How can the country fix the many and varied challenges present in its ailing healthcare system? This was the key question posed to scores of health managers, practitioners, clinicians, heads of medical schemes, civil society organisations and activists who attended the Presidential Health Summit, held on Friday and Saturday in Boksburg.
Those attending broke up into planning commissions to help identify pressing issues and outline a way to rebuild the health system. The commissions tackled subjects ranging from human resources and supply chain management to infrastructure, private sector engagement and financial management.

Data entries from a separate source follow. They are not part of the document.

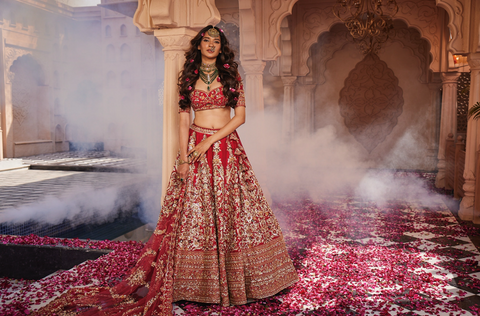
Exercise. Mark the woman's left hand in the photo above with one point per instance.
(198, 151)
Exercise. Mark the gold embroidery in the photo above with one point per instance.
(136, 278)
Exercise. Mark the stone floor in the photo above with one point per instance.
(445, 279)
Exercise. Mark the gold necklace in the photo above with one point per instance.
(208, 78)
(208, 67)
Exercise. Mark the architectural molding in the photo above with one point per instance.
(448, 121)
(423, 15)
(275, 11)
(458, 43)
(151, 15)
(311, 21)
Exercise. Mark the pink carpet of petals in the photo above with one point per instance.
(349, 255)
(18, 296)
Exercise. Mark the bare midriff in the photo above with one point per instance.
(214, 118)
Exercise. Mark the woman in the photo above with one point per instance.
(216, 240)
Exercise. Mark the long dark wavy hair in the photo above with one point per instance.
(228, 75)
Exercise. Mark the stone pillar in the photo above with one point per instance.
(175, 42)
(288, 121)
(433, 120)
(305, 108)
(253, 85)
(466, 211)
(8, 121)
(448, 123)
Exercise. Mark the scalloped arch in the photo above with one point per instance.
(420, 15)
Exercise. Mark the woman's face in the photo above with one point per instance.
(210, 46)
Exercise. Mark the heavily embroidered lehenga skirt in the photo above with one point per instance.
(216, 241)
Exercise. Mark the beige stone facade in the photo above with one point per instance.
(82, 75)
(297, 59)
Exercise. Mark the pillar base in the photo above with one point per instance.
(466, 208)
(440, 180)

It remains to be seen whether the commissions’ suggestions are implemented, say health and social justice activists.
“There is a very strong mood across all the stakeholders and health providers to fix the health system,” Mark Heywood, executive director of civil rights group Section 27, told City Press. “There were many good insights and suggestions, but of course, the big question is how all of this will be reflected in the conference declaration.”
Heywood is also a member of a body of doctors and activists known as The Progressive Health Forum, which was initially sceptical about the summit – calling it a “rubber-stamp” for the National Health Insurance (NHI), without addressing the issues patients and practitioners face on the ground.
“All of us feel that the existing NHI bill is badly conceived and unworkable at this point in time. The priority should be on focusing on what is wrong and finding ways to fix it,” he said.
Kgosi Letlape, president of the Health Professions Council, charged: “We need a responsive and responsible state … The state must lead and it must fund [solutions].